Ohne Anerkennung vergangener Verbrechen können die europäischen Herausforderungen der Gegenwart nicht bewältigt werden. Auch deshalb hatte sich Frankreichs amtierender Präsident Jacques Chirac im Namen Frankreichs für die Mitwirkung der französischen Administration an der Deportation der französischen Juden entschuldigt. Kein Deutscher darf die Verantwortung Deutschlands für den Holocaust oder die Verbrechen an den Sinti, den Behinderten, den Homosexuellen oder an Osteuropäern leugnen, keiner darf sich der Kritik an diesem Teil der deutschen Geschichte entziehen.

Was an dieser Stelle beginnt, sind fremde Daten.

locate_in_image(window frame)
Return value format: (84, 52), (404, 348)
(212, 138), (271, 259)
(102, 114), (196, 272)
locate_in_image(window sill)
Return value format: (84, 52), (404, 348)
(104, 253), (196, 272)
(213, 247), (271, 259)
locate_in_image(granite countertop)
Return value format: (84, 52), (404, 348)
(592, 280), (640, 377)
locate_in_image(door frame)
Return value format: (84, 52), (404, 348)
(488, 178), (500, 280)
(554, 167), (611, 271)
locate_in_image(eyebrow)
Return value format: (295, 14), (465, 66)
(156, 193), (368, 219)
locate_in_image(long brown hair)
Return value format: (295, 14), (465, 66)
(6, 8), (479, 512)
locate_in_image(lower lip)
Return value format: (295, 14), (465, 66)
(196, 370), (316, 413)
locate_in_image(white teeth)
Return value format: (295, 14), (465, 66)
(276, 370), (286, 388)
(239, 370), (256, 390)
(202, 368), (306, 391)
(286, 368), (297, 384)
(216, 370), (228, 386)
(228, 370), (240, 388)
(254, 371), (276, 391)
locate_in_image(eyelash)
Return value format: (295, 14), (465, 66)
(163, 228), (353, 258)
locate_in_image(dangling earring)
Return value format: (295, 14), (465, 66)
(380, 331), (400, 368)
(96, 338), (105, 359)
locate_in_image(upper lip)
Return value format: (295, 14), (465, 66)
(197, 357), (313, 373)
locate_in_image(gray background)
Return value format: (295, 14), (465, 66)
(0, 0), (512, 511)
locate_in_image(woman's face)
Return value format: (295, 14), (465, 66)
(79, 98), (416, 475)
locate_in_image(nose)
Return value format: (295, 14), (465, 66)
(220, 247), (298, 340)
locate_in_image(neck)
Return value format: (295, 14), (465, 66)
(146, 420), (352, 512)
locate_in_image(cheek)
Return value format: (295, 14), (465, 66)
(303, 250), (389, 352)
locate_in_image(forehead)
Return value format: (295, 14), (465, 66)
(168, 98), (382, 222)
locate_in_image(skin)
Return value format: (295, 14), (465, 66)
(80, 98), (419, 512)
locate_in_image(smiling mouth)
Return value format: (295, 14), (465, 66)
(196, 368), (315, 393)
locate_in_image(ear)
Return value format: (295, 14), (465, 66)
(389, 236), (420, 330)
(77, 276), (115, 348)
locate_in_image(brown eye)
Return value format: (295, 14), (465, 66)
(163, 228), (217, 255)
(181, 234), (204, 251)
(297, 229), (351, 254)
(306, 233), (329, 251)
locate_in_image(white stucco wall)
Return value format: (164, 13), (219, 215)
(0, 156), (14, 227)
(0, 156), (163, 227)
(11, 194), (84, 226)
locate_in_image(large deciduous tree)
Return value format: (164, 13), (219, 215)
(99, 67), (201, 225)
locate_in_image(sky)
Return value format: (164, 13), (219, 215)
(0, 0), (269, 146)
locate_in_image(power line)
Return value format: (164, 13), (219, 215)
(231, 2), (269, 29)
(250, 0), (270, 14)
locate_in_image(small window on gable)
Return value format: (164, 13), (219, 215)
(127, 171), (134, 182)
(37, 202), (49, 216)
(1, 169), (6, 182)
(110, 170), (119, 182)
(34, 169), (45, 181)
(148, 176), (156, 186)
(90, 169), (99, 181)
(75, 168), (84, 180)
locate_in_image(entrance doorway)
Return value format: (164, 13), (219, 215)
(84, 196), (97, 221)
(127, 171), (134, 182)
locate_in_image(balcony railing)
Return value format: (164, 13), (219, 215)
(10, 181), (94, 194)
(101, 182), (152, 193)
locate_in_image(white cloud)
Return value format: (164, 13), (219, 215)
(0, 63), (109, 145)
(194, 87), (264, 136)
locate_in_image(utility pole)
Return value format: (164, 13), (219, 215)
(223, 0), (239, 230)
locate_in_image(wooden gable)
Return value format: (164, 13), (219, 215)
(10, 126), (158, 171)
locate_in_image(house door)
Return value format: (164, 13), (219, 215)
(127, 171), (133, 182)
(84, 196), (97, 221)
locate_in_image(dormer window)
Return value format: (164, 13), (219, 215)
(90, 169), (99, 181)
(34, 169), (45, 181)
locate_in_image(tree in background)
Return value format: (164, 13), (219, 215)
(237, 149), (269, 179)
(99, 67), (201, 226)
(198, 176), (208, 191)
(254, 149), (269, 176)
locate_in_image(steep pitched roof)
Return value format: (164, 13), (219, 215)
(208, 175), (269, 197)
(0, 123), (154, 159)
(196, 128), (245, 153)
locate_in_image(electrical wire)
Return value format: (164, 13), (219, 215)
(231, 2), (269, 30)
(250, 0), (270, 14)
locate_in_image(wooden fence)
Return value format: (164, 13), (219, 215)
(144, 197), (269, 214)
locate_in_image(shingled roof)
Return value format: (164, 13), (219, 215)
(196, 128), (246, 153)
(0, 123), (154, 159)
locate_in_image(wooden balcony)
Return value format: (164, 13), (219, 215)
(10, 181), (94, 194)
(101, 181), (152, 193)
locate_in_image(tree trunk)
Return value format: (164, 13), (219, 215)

Zur Erklärung von Sarkozy, Frankreich hätte keine Massaker begangen, erinnern wir an eine Reihe von Kriegs- und Nachkriegsverbrechen, die Frankreich, wie jedes andere europäische Land, für die Zukunft zu humaner Politik ermuntern sollten:

o Am 8. Mai 1945, als in Europa das Ende des Krieges gefeiert wurde, schwenkten feiernde algerische Soldaten der französischen Armee auch algerische Flaggen. Unabhängigkeitsforderungen von der französischen Kolonialmacht wurden laut. Nach Aufforderungen diese zu unterbinden, schossen Kolonialbeamte in die Menge. In Sétif und Guelma kam es zu Massakern, bei denen Schätzungen zufolge zwischen 15.000 und 45.000 Algerier getötet wurden.

o Der Versuch die algerische Unabhängigkeit zu verhindern kostete von 1954 bis 1962 zwischen 700.000 und einer Million Algerier und circa 24.000 Franzosen das Leben.

o Schon vor dem Einmarsch der Nazis im Zweiten Weltkrieg unterhielt Frankreich Internierungslager im eigenen Land. Die berüchtigtsten Lager wurden für spanische Bürgerkriegsflüchtlinge eingerichtet. Unter den Häftlingen befanden sich auch 4.000 deutsche, jüdische Flüchtlinge, gemeinsam mit linksorientierten französischen Politikern. Die Häftlinge wurden 1940 den deutschen Nazis übergeben, von denen sie in deutsche Konzentrationslager deportiert wurden. Nur wenige von ihnen überlebten.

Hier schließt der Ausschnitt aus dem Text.